Hey Aditya, this is a well-architected observability addition — the DBQueryMetricsRecorder interface creates a clean dependency boundary between gtfsdb and the metrics package, the sqlc query name extraction is clever, and the wiring across all three NewClient call sites is thorough. The overall design is solid.

There are a couple of issues to address before merging.

Critical Issues (1 found)

1. [silent-failure-hunter]: Typed-nil interface causes unnecessary wrapper creation when metrics are disabled — internal/gtfs/static.go:89,312,328

All three call sites unconditionally assign config.Metrics to the interface field:

dbConfig.QueryMetricsRecorder = config.Metrics

When config.Metrics is nil (which happens in all tests and any startup path that doesn't configure metrics), Go wraps the nil *metrics.Metrics pointer inside a non-nil DBQueryMetricsRecorder interface. This means config.QueryMetricsRecorder != nil evaluates to true in client.go:34, causing the slowQueryDB wrapper to be created for every DB client — even when no metrics are being collected.

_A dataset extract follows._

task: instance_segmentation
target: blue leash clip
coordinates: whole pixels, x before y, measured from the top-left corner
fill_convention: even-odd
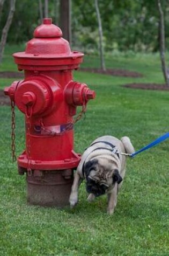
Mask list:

The nil receiver guard in RecordDBQuery prevents a crash, but every database operation now pays the overhead of going through the wrapper, calling recordQueryMetrics, calling RecordDBQuery, and hitting the nil check — all for nothing.

Fix: Guard the assignment at all three sites:

if config.Metrics != nil {
    dbConfig.QueryMetricsRecorder = config.Metrics
}

This ensures the interface remains an untyped nil when metrics aren't configured, and the wrapper is only created when it's actually needed.

Important Issues (1 found)

2. [silent-failure-hunter]: query_row metrics always report status="ok" — needs a code comment at the call site — gtfsdb/helpers.go:97

The PR description honestly discloses that QueryRowContext passes nil for the error (since *sql.Row defers errors to Scan()). However, this limitation isn't documented at the call site itself. A future developer looking at helpers.go:97 would see recordQueryMetrics("query_row", query, elapsed, nil) and might not understand why the error is hardcoded to nil.

Add a brief comment at the call site:

// Note: QueryRowContext defers errors to row.Scan(), so err is always nil here.
// query_row metrics always report status="ok". See PR description for follow-up plan.
s.recordQueryMetrics("query_row", query, elapsed, nil)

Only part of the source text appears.